I try not to check my phone when I’m out with my wife and kids, but I noticed that I started receiving an abnormal volume of alerts. First it was email, then direct messages on Twitter, then Facebook messages from friends, and eventually a barrage of text messages. Something was clearly wrong.
Finally, I gave in to the buzzes, dings, and pop up alerts. A sense of dread overcame me. I only get that many messages when something very terrible has happened.
As I glanced down at my phone and began quickly thumbing through the messages, it became evident that a grave injustice had taken place. Dozens of people had already seen what I had not — the brutal and callous slaying of 37-year-old Alton Sterling by police in Baton Rouge, La. I gathered from the messages that a bystander had filmed it from their car.
I was told that what I would see was both unthinkable and infuriating.
At that moment, knowing that I still had a few hours left where I had to be tuned in to my family, I chose not to look.
The notifications on my phone continued endlessly.
Finally, as my wife and five kids went to check out, I stayed behind to wait for a staff member to help me with bunk beds for the babies. While waiting, I pulled my phone out and clicked on the video.
You cannot un-see what those police officers did to Alton Sterling. Even though I had an idea of what I was about to watch, seeing it still somehow took my breath away.
We’ve seen a lot of police brutality these past few years, but seeing the police first tackle and manhandle Alton Sterling, mount him like a UFC fighter, then pull their guns out and shoot him repeatedly at point-blank range, killing him right there in front of his local convenience store where he was known as the “CD Man,” was equal parts devastating, infuriating, heartbreaking, maddening and overwhelming.
A part of the American madness was that I then had to somehow put my phone back in my pocket, help load furniture into our van, and try to do so with a warm smile.
What are you supposed to do — tell your whole family what you just saw and how much it shook you up? How about the 3-year-old? The 7-year-old? What do you do? Like millions have done for centuries, I put on my proverbial mask, covering up my true emotions, so that I could just get in the car and drive us to dinner.
Whatever you do, don’t try to make sense of what those police did to Alton Sterling. What they did doesn’t make sense. They killed him. That kind of killing rarely makes much sense.

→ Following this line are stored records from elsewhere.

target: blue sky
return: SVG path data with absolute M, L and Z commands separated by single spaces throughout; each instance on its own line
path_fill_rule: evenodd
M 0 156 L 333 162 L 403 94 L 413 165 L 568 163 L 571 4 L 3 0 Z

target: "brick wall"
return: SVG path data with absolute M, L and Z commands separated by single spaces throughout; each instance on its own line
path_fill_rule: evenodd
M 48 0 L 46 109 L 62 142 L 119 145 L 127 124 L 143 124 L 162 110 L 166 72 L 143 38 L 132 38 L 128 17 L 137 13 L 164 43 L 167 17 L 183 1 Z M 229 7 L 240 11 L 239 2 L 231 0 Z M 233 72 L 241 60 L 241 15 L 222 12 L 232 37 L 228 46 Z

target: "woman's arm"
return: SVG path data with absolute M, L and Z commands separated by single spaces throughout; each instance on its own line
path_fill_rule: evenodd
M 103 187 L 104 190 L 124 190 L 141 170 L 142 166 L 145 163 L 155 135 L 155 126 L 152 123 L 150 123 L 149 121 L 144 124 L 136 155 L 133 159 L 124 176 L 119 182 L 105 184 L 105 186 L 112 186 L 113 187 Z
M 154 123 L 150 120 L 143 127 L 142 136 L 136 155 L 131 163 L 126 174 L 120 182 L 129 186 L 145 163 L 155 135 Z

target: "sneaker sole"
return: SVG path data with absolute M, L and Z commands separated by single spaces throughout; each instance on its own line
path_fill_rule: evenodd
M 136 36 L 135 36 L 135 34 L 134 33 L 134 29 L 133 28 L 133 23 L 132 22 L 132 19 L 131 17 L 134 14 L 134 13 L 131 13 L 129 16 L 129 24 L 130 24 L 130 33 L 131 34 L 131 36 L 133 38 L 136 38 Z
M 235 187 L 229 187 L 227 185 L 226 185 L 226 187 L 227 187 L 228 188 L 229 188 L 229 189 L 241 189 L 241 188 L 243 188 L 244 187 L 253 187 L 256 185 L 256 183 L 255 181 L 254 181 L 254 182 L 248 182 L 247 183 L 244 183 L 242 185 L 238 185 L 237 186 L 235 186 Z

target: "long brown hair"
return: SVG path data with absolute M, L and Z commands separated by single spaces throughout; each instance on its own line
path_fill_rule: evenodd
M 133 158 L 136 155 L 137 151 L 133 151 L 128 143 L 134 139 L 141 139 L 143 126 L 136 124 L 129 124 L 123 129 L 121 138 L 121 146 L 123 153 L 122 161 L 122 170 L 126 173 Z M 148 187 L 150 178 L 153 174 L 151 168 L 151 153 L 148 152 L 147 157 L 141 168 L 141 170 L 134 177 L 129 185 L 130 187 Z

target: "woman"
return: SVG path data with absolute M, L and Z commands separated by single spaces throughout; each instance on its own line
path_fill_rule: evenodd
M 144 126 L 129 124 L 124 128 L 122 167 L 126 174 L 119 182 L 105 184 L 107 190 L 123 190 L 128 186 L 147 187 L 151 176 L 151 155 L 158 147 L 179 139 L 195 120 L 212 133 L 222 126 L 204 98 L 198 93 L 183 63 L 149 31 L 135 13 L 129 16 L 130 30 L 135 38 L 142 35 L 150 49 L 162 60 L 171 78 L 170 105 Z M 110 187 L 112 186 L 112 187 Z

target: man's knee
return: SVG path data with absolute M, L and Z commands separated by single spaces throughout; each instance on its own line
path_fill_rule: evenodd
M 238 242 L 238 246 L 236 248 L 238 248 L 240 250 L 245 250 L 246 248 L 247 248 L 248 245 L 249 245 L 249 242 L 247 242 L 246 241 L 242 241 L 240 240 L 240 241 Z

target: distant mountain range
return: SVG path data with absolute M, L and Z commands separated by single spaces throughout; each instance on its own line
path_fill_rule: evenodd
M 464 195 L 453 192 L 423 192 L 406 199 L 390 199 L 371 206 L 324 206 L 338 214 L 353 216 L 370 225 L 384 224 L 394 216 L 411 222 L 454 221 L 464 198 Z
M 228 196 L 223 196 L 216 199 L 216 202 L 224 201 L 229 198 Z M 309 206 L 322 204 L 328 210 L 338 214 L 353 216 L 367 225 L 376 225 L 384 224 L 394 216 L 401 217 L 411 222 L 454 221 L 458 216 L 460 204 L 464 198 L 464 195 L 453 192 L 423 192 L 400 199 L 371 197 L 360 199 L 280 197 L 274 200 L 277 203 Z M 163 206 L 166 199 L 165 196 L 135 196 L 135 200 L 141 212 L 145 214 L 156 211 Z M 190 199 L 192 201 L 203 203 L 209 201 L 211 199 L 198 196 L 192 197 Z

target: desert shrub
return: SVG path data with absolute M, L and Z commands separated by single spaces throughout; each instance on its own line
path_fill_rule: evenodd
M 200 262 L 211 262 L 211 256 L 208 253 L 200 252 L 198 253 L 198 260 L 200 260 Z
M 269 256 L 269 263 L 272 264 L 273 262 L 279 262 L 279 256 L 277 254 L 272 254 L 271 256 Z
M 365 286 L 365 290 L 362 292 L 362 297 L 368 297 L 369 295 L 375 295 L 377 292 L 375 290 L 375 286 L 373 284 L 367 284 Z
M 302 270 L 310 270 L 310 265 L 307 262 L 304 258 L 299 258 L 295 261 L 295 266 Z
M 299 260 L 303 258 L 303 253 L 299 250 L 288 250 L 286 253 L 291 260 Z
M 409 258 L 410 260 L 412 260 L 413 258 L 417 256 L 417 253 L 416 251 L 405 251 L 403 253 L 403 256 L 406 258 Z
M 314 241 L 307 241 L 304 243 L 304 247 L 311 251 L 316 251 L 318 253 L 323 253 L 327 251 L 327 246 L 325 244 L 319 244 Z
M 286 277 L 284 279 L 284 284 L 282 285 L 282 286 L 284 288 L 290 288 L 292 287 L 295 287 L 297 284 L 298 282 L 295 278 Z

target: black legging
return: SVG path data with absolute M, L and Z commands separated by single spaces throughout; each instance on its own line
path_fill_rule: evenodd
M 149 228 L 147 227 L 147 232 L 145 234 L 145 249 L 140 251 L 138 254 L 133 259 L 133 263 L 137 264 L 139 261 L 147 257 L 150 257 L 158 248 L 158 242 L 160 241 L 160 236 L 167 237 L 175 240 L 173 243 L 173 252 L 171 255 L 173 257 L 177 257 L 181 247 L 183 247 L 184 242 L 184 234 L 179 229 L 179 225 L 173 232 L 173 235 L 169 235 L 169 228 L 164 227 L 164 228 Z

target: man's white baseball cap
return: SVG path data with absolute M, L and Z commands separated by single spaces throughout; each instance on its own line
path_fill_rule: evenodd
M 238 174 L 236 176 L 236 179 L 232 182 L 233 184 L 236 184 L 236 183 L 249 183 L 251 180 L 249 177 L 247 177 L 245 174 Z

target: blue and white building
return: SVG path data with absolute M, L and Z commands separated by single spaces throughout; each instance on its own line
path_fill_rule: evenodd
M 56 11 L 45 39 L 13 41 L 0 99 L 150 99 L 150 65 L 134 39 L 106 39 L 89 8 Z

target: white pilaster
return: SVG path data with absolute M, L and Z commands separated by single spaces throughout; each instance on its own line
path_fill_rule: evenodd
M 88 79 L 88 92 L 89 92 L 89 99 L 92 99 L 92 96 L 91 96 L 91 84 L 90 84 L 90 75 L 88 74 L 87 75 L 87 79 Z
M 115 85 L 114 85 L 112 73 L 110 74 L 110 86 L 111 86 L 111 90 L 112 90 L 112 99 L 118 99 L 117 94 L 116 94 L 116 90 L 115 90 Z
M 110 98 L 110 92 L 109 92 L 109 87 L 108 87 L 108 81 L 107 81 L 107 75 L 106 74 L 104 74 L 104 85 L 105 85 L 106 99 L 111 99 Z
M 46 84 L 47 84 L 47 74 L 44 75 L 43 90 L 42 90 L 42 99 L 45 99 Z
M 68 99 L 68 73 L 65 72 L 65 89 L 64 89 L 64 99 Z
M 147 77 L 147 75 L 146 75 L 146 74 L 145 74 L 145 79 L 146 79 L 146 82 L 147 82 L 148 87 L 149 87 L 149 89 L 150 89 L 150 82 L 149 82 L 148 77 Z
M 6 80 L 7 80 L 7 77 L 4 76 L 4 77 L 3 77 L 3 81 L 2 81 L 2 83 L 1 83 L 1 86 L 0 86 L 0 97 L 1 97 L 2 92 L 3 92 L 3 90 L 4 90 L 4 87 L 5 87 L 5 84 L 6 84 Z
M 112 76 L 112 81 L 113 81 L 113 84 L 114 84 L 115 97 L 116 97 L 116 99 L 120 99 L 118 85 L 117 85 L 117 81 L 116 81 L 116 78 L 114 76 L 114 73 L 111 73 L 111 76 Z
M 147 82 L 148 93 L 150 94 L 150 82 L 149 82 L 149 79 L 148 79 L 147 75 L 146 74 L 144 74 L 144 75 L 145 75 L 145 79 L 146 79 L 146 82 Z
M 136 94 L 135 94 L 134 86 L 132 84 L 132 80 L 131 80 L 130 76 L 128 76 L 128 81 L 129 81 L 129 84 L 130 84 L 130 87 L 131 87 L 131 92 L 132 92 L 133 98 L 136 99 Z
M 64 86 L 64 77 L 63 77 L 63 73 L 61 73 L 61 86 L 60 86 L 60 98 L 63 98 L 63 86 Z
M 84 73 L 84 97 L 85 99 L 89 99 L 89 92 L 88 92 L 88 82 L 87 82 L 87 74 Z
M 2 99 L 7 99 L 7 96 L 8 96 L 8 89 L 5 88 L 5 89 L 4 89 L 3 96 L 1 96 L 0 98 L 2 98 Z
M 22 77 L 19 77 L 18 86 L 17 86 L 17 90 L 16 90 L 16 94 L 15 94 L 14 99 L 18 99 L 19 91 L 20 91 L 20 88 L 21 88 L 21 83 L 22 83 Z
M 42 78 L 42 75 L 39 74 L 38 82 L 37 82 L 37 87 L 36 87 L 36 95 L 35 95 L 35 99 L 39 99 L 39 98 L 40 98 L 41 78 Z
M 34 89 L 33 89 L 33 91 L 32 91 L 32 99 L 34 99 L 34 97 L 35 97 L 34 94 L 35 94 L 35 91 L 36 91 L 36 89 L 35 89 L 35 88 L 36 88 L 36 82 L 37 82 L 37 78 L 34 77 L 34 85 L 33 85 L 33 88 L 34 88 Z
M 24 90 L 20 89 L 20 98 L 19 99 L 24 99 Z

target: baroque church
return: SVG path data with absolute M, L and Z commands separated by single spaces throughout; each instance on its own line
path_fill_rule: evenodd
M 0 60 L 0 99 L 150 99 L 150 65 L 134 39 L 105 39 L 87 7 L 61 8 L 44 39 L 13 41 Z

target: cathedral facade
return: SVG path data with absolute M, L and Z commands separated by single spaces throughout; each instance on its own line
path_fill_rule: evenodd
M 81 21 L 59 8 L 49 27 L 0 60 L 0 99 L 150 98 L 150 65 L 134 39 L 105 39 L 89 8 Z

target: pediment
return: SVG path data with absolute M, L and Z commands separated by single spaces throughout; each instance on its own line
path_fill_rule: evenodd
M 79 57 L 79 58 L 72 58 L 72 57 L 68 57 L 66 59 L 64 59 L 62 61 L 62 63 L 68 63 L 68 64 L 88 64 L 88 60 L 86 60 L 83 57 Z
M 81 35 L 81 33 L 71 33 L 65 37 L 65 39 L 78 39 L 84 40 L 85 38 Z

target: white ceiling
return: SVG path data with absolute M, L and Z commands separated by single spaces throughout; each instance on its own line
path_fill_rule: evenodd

The Orlando shooting doesn’t make sense. That mom who shot and killed her two daughters doesn’t make sense. These officers killing Alton Sterling doesn’t make sense.
Now, you know and I know that we will soon learn what Alton Sterling’s farts smelled like in the third grade. They’ll reach as far back as they need to find a way degrade and dehumanize him. Please don’t fall for that.
What you need to remember is how you felt when you first saw this man killed. You knew it was a grave injustice. Nothing they can say from this point forward should be able to change that.
Police are saying they recovered a gun from his pocket, but the owner of the convenience store has already said openly that he witnessed the entire ordeal and Sterling never had the gun in his hands, nor was his hand in his pocket at any point before police shot and killed him. It’s funny how that works.
In a nation fully obsessed with guns — in which we have more guns than people — a black man with a gun in his pocket, or a 12-year-old with a toy gun at a park, or a grown man with a toy gun at Walmart all get shot and killed on contact.
What are we supposed to do? How are we supposed to see what they did to Alton Sterling then watch SportsCenter or sitcoms? How do we crack jokes and move on?
American police killed 15 people in the first five days of July. That’s more than police in most developed nations kill in a year. This year is now on pace to be the deadliest ever measured for police brutality in this country.
The sum total of the injustice and lack of progress has left activists absolutely exhausted. We’ve tried protesting and we will continue to protest, but it just doesn’t seem like it’s enough.
I don’t know where we go from here, but I know this much — I don’t like how I feel right now and I don’t like what I see brewing in the future of this nation.